Wednesday, 17 January, 2024 - 13:33

Western Australia will not cut funding to the Environmental Defenders Office, despite concerns over its conduct flagged in the Federal Court’s recent judgement on Santos’s Barossa project.

The EDO represented Tiwi Islander Simon Munkara in a recent case against the Santos gas project off the Northern Territory coast, which has been stalled for 16 months as a result of legal appeals relating to cultural heritage.

In a 294-page judgement in Santos’s favour earlier this week, Federal Court judge Natalie Charlesworth flagged concerns over the conduct of EDO’s lawyers and experts in consultation with Tiwi Island Traditional Owners.

That included an EDO lawyer drawing a line on a map, which the judge deemed to misrepresent the view of a traditional owner on the area of cultural heritage.

Questions were also raised over the independence of expert Mick O’Leary, who assisted EDO during a cultural mapping process.

It has since been revealed the EDO lawyer who drew the line on the map had left the organisation this month.

Late last year, an EDO-backed appeal over seismic testing at Woodside’s Scarborough project was successful in having a regulatory approval overturned, causing a delay to work while applications were resubmitted.

A non-government organisation, the EDO’s mandate is to assist legally in the protection of wildlife, culture, community and climate.

It receives funding from a number of state governments, including Western Australia, and recently had financial support reinstated by the federal government.

WA Liberal Leader Libby Mettam said the Santos verdict was evidence that EDO should not receive government funding on a state or federal level. 

“The Cook and Albanese governments cannot in any conscience continue to provide funding to the EDO in the face of the scathing criticism levelled at it by Justice Charlesworth,” Ms Mettam said.

“It is extraordinary in the first place that taxpayer funds are used to pay for an activist organisation to challenge government decisions in the courts, but to continue that funding in light of the finding in the Santos case is astounding.

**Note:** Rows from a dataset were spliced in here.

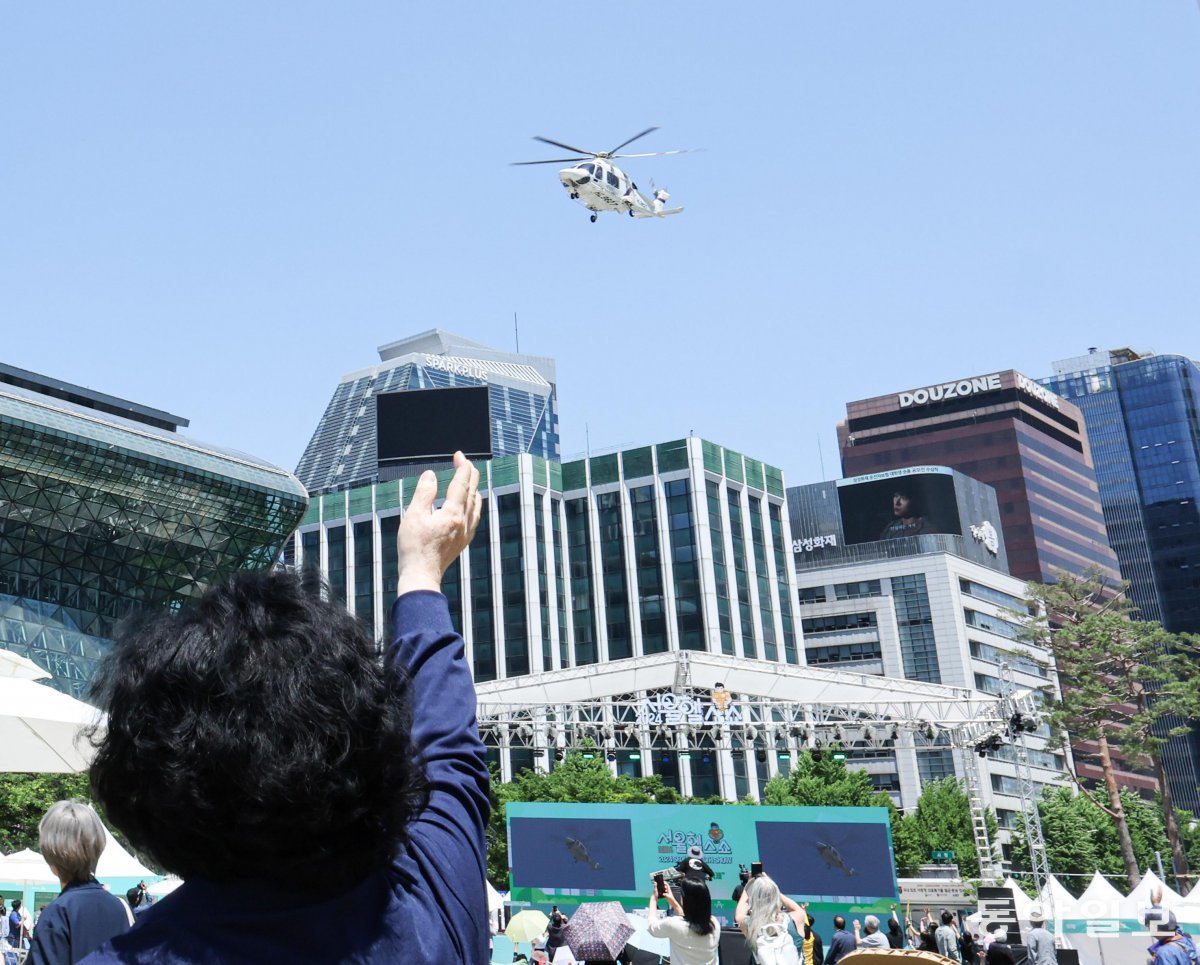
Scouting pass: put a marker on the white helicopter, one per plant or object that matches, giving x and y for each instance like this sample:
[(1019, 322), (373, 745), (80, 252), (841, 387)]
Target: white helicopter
[(599, 185)]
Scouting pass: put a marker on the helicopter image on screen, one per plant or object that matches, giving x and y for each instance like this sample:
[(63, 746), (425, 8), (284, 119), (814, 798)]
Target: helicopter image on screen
[(599, 185)]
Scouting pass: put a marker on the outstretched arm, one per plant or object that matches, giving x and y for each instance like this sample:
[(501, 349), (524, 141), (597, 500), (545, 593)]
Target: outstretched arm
[(447, 839)]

“The EDO receives millions of dollars in government funding, money it is using to mount what have been shown to be vexatious and fabricated claims.”

Speaking to media today, Premier Roger Cook conceded “environmental lawfare” was a modern reality of project approvals but said the state was not about to withdraw EDO funding.

“No, we won’t,” he said.

“The funding arrangement for the Environmental Defenders Office ensures that all voices are heard in a very complex and difficult and sometimes expensive process.”

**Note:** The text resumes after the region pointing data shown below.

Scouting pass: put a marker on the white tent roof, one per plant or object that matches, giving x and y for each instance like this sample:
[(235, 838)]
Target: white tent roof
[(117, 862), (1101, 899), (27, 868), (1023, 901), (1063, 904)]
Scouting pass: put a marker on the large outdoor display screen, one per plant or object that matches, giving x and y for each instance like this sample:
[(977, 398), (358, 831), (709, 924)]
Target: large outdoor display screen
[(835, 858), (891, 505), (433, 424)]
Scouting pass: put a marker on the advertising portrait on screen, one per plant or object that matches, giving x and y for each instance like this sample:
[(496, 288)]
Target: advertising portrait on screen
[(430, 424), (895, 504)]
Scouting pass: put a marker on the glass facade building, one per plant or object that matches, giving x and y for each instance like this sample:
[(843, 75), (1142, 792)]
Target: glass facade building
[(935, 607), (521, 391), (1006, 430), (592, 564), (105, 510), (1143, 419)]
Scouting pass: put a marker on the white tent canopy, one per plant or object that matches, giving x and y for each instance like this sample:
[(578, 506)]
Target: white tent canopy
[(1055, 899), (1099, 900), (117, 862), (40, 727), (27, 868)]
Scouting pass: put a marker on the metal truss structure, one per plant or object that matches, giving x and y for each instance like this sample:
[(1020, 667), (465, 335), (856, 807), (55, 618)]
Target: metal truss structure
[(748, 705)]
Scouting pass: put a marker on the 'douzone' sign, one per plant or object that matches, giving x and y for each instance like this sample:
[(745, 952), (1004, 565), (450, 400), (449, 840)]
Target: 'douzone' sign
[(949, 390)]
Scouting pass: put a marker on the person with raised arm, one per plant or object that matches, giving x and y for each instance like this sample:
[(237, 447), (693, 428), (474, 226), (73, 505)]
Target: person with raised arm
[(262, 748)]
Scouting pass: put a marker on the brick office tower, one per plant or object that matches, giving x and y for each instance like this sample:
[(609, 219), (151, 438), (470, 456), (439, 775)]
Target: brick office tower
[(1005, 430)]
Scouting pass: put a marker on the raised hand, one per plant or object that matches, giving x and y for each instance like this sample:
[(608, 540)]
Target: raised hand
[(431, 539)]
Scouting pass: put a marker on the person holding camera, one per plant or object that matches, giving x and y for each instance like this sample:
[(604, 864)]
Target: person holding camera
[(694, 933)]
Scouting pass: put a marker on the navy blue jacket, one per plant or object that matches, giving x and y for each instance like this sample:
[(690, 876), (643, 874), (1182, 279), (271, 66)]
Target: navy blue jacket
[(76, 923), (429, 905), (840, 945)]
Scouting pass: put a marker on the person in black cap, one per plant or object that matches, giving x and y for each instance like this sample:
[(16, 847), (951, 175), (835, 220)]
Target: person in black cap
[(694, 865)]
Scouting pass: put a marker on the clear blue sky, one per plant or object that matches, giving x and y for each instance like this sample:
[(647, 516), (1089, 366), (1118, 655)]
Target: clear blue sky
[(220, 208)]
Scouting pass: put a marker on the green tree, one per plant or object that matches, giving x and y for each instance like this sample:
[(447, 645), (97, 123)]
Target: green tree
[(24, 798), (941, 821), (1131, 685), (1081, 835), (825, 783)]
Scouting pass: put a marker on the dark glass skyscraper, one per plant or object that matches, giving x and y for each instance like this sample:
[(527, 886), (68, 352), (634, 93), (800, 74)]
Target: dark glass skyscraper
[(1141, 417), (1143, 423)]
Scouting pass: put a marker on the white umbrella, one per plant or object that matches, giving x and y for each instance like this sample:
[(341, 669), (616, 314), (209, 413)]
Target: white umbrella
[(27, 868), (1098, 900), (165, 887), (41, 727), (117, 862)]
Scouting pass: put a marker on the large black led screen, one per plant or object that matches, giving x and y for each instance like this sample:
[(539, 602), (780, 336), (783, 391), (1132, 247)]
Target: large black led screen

Mr Cook said the finding would be an opportunity for the EDO to review the strategies and approaches undertaken in the Santos case. He declined to comment on specifics when asked whether appeals were being lodged with the intent of delaying projects without a prospect of legal success but acknowledged the need for policy to adapt to new challenges.

“I think environmental lawfare is a modern reality of those complex projects, and that needs to be taken into consideration when you look at all the regulatory regimes that oversight any sort of development proposal,” Mr Cook said.

“This is just another part of the process, and obviously, we’ll need to continue to adapt.”

Speaking at a Business News event in December where he announced sweeping reform to environmental approvals, Mr Cook denounced the actions of some environmental activists who he said were splitting traditional owner groups in the interests of their own agendas.

Federal approvals reform is also in the works, with consultation held in November.